Solo dal secondo dopoguerra, con una generale evoluzione della scenografia e della costumistica teatrale, legata a concezioni registiche del tutto nuove, anche il costume verrà sempre più inteso come facente parte di un solo spettacolo, pertanto concepito all'interno della produzione e quindi fornito dal teatro.
Da sempre i costumi sono serviti per essere usati solo in teatro, per essere visti da lontano, in luci e luoghi elaborati dall'invenzione. Si vestivano, si ammantavano, si dipingevano, si modificavano, si trasformavano per la loro precipua funzione: servire alla tessitura dei sogni!
Talora venivano scambiati, adattati, rifatti per altri spettacoli. Lo stesso materiale, talora prezioso come le stoffe, le sete, i damaschi, venivano scomposti  e ricomposti per altre soluzioni.
Poi, quando il mestiere dello scenografo e del costumista passò in mano a veri e propri maestri delle arti figurative, l'epoca gloriosa di Casorati, Fiume, De Chirico, Savinio, Marini o Fontana, con produzioni di artisti provenienti da altre discipline che non quelle strettamente teatrali, il costume acquistò inevitabilmente una sua vita ed entità proprie.
Solo al secondo dopoguerra, infatti, appartiene la grande avventura del teatro di regia. Si pensi al capostipite, quel Luchino Visconti in cui l'approccio all'interpretazione scenica partiva da obiettivi di verità e fedeltà. Figlio naturale del neorealismo cinematografico, il grande regista non poteva non ricorrere, con acuta indagine filologica, al vero più vero del vero.
È a partire da queste esperienze che nuovi scenografi e costumisti rifondano il teatro di regia accanto a grandi registi contemporanei: Giorgio Strehler, Luca Ronconi, Pier Luigi Pizzi, Franco Zeffirelli, Luciano Damiani, Vittorio Rossi, Gabriele Lavia.
La conoscenza approfondita dei caratteri stilistici portò i realizzatori di scene e costumi all'applicazione nel teatro di forme e colori che talvolta hanno influenzato o sono stati influenzati direttamente dalla moda. Quando un costumista disegna mirabili bozzetti, in fondo, desidera impartire una lezione di storia del costume. Per contro, il condizionamento culturale del contesto in cui il costumista opera, lo influenza al punto da indurlo a connotare i secoli addietro, siano essi Medioevo, Settecento o Ottocento, di un gusto tipico del proprio momento storico.
Negli ultimi trenta anni, poi, di storia teatrale del melodramma, stilisti o creatori di moda si sono esibiti con le loro idee innovative. Citiamo almeno tre esempi qualificanti: Yves Saint Laurent, Ottavio Missoni, Gianni Versace. Dal loro apporto creativo è nata una fattiva collaborazione tra moda e teatro lirico che, se talora sembrava stridente, si è rivelata alla distanza apportatrice di nuove idee, buon gusto e, tutto sommato, linfa vitale per un genere sicuramente da rinnovare.
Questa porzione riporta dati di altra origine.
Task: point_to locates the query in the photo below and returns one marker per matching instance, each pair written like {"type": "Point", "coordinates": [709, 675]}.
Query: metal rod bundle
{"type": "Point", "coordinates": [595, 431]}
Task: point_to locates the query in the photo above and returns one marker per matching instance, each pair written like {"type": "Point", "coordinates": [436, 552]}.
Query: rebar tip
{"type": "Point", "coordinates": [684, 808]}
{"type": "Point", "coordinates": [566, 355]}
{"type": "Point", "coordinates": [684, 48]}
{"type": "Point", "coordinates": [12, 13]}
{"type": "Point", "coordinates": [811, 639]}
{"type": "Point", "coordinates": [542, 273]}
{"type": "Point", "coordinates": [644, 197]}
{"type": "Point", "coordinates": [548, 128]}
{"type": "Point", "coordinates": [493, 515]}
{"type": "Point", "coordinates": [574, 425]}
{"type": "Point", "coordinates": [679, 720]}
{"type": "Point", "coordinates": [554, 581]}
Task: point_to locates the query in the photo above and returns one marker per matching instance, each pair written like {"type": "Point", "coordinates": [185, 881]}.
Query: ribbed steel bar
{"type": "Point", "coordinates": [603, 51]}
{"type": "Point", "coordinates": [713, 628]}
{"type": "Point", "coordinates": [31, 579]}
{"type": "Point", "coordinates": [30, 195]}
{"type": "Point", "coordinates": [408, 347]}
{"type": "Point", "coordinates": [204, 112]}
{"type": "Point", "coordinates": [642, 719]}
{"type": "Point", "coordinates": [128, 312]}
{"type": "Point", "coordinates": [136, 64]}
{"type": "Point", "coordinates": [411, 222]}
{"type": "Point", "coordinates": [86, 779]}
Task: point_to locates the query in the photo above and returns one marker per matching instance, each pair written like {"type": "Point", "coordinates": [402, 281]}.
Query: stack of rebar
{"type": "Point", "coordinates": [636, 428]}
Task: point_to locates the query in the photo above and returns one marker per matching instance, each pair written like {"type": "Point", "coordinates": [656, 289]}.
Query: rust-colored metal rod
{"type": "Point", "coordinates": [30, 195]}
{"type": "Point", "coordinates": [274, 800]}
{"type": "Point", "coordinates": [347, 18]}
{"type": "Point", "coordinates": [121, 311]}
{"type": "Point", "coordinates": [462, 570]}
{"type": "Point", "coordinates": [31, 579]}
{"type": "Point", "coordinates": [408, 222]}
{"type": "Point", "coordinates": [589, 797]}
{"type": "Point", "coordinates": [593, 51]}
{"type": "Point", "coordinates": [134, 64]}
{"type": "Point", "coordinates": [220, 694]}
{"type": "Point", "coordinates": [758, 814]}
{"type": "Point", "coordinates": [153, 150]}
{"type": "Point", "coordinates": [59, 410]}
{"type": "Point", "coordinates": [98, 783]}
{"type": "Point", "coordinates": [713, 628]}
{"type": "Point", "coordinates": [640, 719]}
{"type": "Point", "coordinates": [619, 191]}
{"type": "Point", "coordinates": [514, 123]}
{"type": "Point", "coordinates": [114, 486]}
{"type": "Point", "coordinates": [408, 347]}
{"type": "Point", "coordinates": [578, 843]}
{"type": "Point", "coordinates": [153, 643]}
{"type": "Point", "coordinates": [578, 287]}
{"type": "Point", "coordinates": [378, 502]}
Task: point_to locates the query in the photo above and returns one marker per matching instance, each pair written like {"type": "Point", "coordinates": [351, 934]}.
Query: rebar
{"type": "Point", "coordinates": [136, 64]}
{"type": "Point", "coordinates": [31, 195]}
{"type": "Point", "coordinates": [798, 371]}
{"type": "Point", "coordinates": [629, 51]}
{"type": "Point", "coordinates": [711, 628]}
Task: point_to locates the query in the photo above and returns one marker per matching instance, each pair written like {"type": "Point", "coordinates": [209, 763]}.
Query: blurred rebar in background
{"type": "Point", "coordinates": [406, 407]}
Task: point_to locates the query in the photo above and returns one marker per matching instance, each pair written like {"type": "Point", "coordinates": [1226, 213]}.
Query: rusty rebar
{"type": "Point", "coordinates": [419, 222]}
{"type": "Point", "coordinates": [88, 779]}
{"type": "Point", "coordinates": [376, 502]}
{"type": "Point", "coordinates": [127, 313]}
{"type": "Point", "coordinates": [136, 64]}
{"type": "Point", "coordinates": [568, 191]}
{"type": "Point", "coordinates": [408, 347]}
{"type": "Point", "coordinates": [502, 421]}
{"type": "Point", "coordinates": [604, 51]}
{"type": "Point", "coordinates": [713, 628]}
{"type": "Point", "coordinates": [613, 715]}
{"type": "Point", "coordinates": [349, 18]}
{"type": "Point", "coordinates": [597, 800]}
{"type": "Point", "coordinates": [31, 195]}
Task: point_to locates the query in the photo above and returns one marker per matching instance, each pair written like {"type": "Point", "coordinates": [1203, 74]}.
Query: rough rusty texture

Il mondo del melodramma non può che trarne beneficio, sempre che le ispirazioni non si traducano in vere e proprie trasgressioni, perchè, in tal caso, si crea magari l'evento, ma si rende un pessimo servizio alla causa dell'autore da rappresentare.
Ciò non è mai avvenuto per i costumi della Sartoria Brancato, vera fucina creativa, atelier dei sogni, cui va il merito di una diuturna acribia nelle scelte cromatiche, stilistiche, simbolo di rara professionalità.
Siano fogge ricche e lussuose, veriste o classiche, è giusto chiedersi se, lontane dalla loro ragione d'essere, dalle luci e dalle complicità del teatro, mantengano un fascino particolare in un contesto non loro.
A nostro avviso, sì.
In virtù di quella capacità d'immaginazione, che contraddistingue gli iniziati del teatro.
Il costume riveste nella storia del melodramma, per concludere, un'importanza primaria, pregno com'è di sapori, odori, e profumi di epoche diverse, intriso com'è di tanta storia che allieta il nostro animo ed il nostro gusto.